Defendants executed a note and mortgage in favor of plaintiff on July 3, 1981 in connection with their purchase of a single-family home. They timely made several monthly payments by personal checks on the mortgage. Defendants relate that there came a time when plaintiff began to hold their monthly payment checks for lengthy periods before finally cashing all of them at one time.
Subsequently, defendants agreed to separate and decided to conclude their financial affairs. According to defendants, when they attempted to close the checking account on which they had been drawing their mortgage payment checks, the bank informed them that they could not do so because several checks were still outstanding. They decided, therefore, to close the account in early December 1983 by stopping payment on the four mortgage checks they believed to be outstanding. They issued a new teller’s check to plaintiff to cover those checks. They forwarded the teller’s check to plaintiff by certified mail, along with a United States Postal Service money order for the mortgage amount due in December 1983.
At about the time defendants sent the teller’s check to plaintiff, plaintiff attempted to cash the four checks that had been replaced by defendants and one other check that defendants had mistakenly believed was not outstanding. The four checks were *1006returned to plaintiff marked “payment stopped”. The fifth check was returned unpaid due to insufficient funds. Defendants, on becoming aware of the error, deposited funds in their account to cover that check. Meanwhile, plaintiff refused receipt of the teller’s check and the postal money order, which were returned by the post office to defendants. Defendants also stopped payment on the fifth mortgage check and obtained another teller’s check in its place. All of these checks were then forwarded to plaintiff’s attorney. Plaintiff refused to accept any of these checks or money orders and commenced the instant foreclosure action against defendants. Defendants claim that they have continued to send monthly mortgage payments which plaintiff refuses to accept.
Defendants moved at Special Term to dismiss the foreclosure action on the ground that their defense was founded upon documentary evidence and on the ground of payment (CPLR 3211 [a] [1], [5]). Plaintiff cross-moved to dismiss defendants’ defenses and for summary judgment. Special Term, without reaching the merits of the motions, ordered the motions “referred to trial term for hearing and determination pursuant to the procedures of 22 NYCRR 862.5”. This appeal by plaintiff ensued.
There should be an affirmance. Special Term’s reference of the motions to Trial Term was a proper exercise of its discretion (see, CPLR 3211 [c]). Where an issue of fact arises in the context of a motion that cannot be decided on the papers submitted, it is within Special Term’s discretion to refer the factual issue to the Trial Calendar (see, State Tax Commn. v Best Pontiac, 119 Misc 2d 233, 237; see also, 22 NYCRR 1155.13 [a] [relating to calendar and practice rules in Erie and Niagara Counties]). Moreover, 22 NYCRR 862.5 provides for the procedure to be followed after Special Term has transferred a contested motion to the Trial Calendar. Its very existence implies that Special Term possesses the discretion to make such reference.

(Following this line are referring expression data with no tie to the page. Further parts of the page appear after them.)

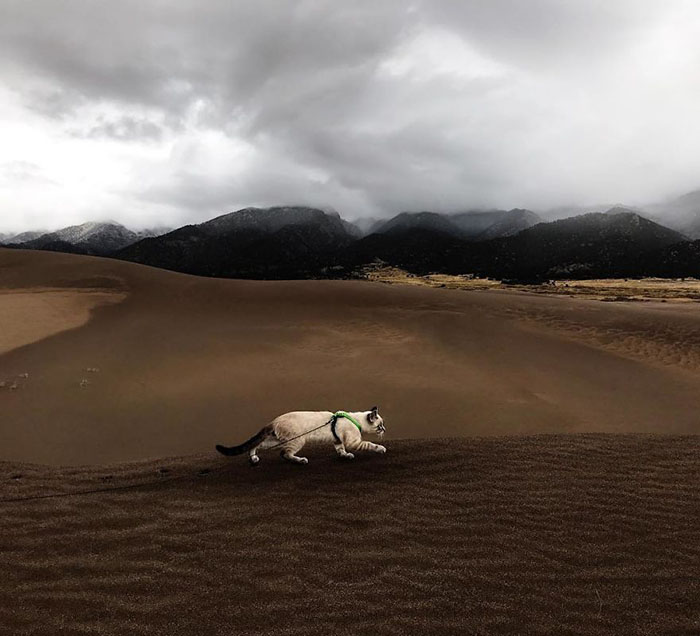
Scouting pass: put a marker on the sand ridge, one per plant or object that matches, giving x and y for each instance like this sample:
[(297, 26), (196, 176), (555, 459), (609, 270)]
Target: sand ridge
[(566, 534)]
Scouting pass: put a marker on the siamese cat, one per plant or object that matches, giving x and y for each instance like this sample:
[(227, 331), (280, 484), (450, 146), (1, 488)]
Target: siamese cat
[(292, 431)]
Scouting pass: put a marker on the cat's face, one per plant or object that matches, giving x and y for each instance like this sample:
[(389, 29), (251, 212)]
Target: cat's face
[(375, 421)]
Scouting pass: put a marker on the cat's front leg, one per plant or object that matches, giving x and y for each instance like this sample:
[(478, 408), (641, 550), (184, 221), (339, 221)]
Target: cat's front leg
[(364, 445), (340, 449)]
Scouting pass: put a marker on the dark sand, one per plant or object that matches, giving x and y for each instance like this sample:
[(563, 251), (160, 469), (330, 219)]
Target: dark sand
[(552, 534), (584, 534)]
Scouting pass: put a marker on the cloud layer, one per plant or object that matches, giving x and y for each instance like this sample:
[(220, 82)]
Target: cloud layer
[(156, 112)]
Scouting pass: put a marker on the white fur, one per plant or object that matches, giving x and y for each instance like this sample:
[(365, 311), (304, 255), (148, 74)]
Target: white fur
[(294, 426)]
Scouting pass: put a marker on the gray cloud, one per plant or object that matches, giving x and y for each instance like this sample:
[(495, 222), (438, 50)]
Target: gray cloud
[(372, 107)]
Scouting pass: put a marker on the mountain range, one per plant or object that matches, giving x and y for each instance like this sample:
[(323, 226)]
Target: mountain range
[(303, 242), (94, 238)]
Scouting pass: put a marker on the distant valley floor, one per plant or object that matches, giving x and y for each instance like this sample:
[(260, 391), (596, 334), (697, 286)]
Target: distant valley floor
[(183, 362)]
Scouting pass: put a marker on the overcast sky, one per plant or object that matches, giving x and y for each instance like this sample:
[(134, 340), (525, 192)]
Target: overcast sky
[(156, 112)]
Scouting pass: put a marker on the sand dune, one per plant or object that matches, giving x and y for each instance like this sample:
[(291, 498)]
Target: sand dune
[(185, 362), (585, 534), (30, 316)]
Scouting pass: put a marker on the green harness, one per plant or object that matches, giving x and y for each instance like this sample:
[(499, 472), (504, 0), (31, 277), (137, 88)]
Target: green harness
[(339, 415)]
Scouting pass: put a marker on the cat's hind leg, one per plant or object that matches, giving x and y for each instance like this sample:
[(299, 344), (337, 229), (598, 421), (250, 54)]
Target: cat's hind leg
[(290, 450), (270, 441), (340, 449)]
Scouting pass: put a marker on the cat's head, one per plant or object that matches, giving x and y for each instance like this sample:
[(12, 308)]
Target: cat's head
[(375, 421)]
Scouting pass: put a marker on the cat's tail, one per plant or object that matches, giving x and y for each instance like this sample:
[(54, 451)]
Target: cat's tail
[(254, 441)]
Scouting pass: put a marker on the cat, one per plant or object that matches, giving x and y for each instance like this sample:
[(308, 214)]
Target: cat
[(292, 430)]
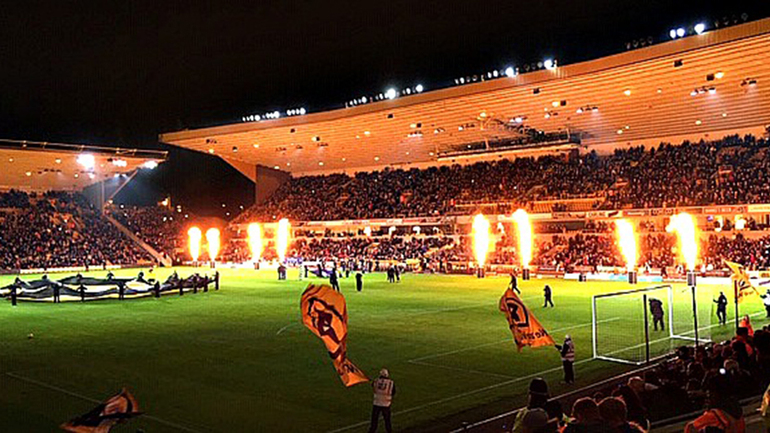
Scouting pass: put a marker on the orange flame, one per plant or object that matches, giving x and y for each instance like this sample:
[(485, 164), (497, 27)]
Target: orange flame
[(627, 241), (255, 241), (481, 238), (212, 237), (525, 236), (282, 241), (684, 226), (195, 235)]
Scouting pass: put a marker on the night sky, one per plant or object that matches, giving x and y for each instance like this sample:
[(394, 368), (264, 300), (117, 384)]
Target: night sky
[(120, 73)]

This appeal was only taken by plaintiff from Special Term’s order. The issue, thus, is whether there are issues of fact to be resolved with regard to plaintiff’s cross motion or whether Special Term erred in not granting plaintiff’s cross motion. That motion requested that defendants’ defenses be dismissed and that plaintiff be granted summary judgment on his complaint.
As to the first part of plaintiff’s cross motion, which asked Special Term to dismiss defendants’ defenses, it appears that plaintiff’s motion may well be regarded as premature since no answer has yet been served. Under CPLR 3211 (b), a court may dismiss “one or more defenses on the ground that a defense is not *1007stated or has no merit” (see, Siegel, NY Prac § 269, at 327 [1978]).
The second portion of plaintiff’s cross motion requested summary judgment on his complaint pursuant to CPLR 3211 (c). Under this section, Special Term may treat a motion made under CPLR 3211 (a) or (b) as one for summary judgment “[w]hether or not issue has been joined * * * after adequate notice to the parties” (CPLR 3211 [e]). Special Term did not do so here because it perceived factual issues (e.g., the issue of whether and when defendants tendered complete payment to satisfy all outstanding indebtedness), the resolution of which would eventually influence the court’s ruling on the merits of the motions.
Special Term has equitable authority to excuse defaults under a mortgage (see, Fairmont Assoc. v Fairmont Estates, 99 AD2d 895, 895-896, lv denied 62 NY2d 602). Since resolution of the disputed factual issues in defendants’ favor could prevent foreclosure, it would be inappropriate to grant summary judgment to plaintiff in this case (see, Di Matteo v North Tonawanda Auto Wash, 101 AD2d 692, 693, appeal dismissed 63 NY2d 675). Accordingly, in view of the presence of questions of fact, Special Term acted within its discretion in referring plaintiff’s cross motion to the Trial Calendar for hearing and disposition.
Order affirmed, with costs. Main, J. P., Weiss, Mikoll, Yesawich, Jr., and Harvey, JJ., concur.